The previous approach works, and it’s a good idea to always try to keep your code as clean as possible, reason why I don’t particularly like using 3rd party libraries that end up forcing the developer to code in a way that might be cryptic (or at least, hard to read) for someone who’s not familiar with said library.

Lets take a look at Partial Functions, a nice little perk that Javascript provides us with, thanks to its functional programming side.
Partial functions are, simply put, copies of other functions with pre-set parameters. Thanks to closures, we can create partial functions using the apply method.
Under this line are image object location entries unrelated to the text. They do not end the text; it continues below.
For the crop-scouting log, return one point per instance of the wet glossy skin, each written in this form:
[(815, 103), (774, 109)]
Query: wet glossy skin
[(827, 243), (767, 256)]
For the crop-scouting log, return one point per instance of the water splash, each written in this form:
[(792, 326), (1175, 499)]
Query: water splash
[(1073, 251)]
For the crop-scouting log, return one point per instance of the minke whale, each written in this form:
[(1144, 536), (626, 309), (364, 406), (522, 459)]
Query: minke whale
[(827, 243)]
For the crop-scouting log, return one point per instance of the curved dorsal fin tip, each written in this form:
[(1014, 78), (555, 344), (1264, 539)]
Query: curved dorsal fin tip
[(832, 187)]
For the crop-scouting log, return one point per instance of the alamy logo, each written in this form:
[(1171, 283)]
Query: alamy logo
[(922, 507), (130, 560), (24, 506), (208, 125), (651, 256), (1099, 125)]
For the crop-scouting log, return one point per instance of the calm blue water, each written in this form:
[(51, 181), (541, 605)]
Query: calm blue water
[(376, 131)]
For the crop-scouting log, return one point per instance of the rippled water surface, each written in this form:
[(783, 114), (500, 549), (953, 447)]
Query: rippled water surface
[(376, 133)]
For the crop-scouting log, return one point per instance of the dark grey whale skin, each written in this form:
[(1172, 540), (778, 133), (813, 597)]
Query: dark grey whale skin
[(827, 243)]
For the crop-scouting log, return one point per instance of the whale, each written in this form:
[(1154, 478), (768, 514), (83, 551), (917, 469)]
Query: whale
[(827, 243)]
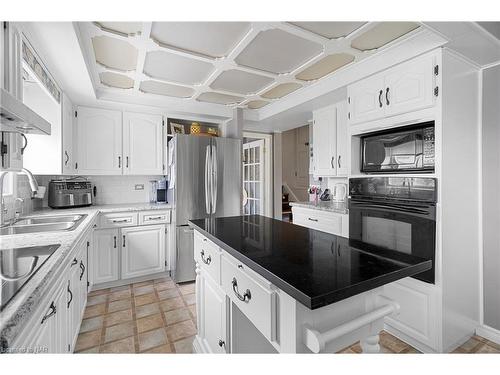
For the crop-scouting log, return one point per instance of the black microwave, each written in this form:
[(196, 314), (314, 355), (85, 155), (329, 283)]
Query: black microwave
[(400, 150)]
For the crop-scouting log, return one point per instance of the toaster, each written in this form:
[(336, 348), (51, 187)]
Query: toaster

Lets take a look at a simple example:

function add(a, b) {
    return a + b;
}

function add5(b) {
    return add.apply(null,[5,b]);
}

That’s a very simple example, but we can now do add5(100) and we’ll get 105.
Now, lets look at something a bit more complicated.

function getData(cb) {
    cb(null, 1);
}
function getMoreData(param, cb) {
    cb(null, param + 1); //We don't really care about the "result" variable
}
function finallyGetLastData(opts, cb) {
    cb(null, 400); //We don't care about "result" or "changedResults", the callback will already have them pre-set
}

function finallyGetLastDataCB(result, changedResults, err, finalResults) {
        var diff = changedResults - result;
        console.log("Result: " + result + " - Final Result: " + finalResults);
}


function getMoreDataCB(result, err, moreResults) {
   var changedResults = result * 2;
   finallyGetLastData({
            first : result,
            second : moreResults
    }, partial(finallyGetLastDataCB, [result, changedResults]));
}

function mainFunction() {
    getData(function(err, result){
        getMoreData(result, partial(getMoreDataCB, [result]));
   });
}

We changed the rules a bit, we now changed our callbacks, we added a few attributes to them, before the error attribute. This with the partial function, allows us to make copies of these callbacks with pre-set arguments. The partial function will return the actual callbacks, that will be used by the main functions, and those callbacks will only have 2 arguments: error and results.

The code of the partial function is quite simple:

function partial(func, args) {
    return function(){ 
        for(var i in arguments) {
            args.push(arguments[i]);
        }
        return func.apply(this, args);
    }
}

We return a wrapper for our callbacks, that will take care of grabbing the pre-sets from the closure created when called, and calling the callback function with the right list of parameters (the pre-sets plus the ones that were passed by the main function).

This way, we can handle complex callbacks that require callbacks down the chain, to use variables declared several steps before.

If you want to know more about partial functions, functional programming in javascript and the like, I’d recommend checking out the AP module.